Statement by Annie Laurie Gaylor
Co-President
Freedom From Religion Foundation
While Wisconsin’s reputation for progressivism is sadly overrated, there is one fact, as a state native, that I remain very proud of: Wisconsin was the first U.S. state to abolish the death penalty for all crimes. (A few states never adopted capital punishment in the first place.)
Wisconsin has only executed one person since becoming a state in 1848. John McCaffary was hanged in 1851 for drowning his wife Bridgett. He dangled gruesomely for 20 minutes while slowly strangling, as a crowd of thousands in Kenosha watched in horror. The death penalty was repealed in 1853.
Today, some 32 states still officially have capital punishment on their books, plus the federal government and the military. This puts the U.S. in the company of the worst despotic regimes and Islamist states.
While the root source of capital punishment may not be solely biblical, in the Western world, the bible is the sourcebook for the death penalty. “Life, for life, eye for eye, tooth for tooth,” as Exodus 21:22 barbarically commands. “An eye for an eye will leave everyone blind,” as Gandhi reputedly observed.
The crimes of Dzhokhar Tsarnaev, the convicted Boston Marathon bomber, are incomprehensible, horrific and cold-blooded. But it’s cold-blooded for the U.S. government to execute him. It’s so obvious: If killing is wrong, how can it be right for the government itself to sentence someone to death?
And, of course, Tsarnaev will become a martyr, at much greater taxpayer expense than the cost of keeping him imprisoned.
Perhaps not surprising in a nation where 70% are nominally Christian, 60% of Americans are in favor of the death penalty for Tsarnaev. But it’s a credit to Massachusetts, which itself opposed the federal government’s decision to seek the death penalty and has outlawed the state death penalty, that the figures were reversed: Only 30% supported the death penalty in this case.
One Boston couple, Bill and Denise Richard, lost a son in the bombing and were both injured.
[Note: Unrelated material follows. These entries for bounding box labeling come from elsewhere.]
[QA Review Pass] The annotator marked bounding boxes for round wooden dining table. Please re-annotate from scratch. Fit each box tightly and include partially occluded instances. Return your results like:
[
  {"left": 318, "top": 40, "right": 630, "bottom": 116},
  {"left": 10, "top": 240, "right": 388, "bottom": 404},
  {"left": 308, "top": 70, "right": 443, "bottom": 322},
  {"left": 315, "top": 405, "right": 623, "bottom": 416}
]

Their daughter lost a leg. But they still publicly opposed the death penalty for Tsarnaev. They wrote a poignant plea in the Boston Globe, “To end the anguish, drop the death penalty.”
“We understand all too well the heinousness and brutality of the crimes committed. We were there. We lived it. The defendant murdered our 8-year-old son, maimed our 7-year-old daughter, and stole part of our soul.” A death sentence, they noted, “could bring years of appeals and prolong reliving the most painful day of our lives.”
They concluded, “We honor those who were lost and wish continued strength for all those who were injured. We believe that now is the time to turn the page, end the anguish, and look toward a better future — for us, for Boston, and for the country.”
It’s time for the United States and the individual states to likewise “turn the page, end the anguish, and look toward a better future,” by joining the rest of the civilized world in rejecting the death penalty.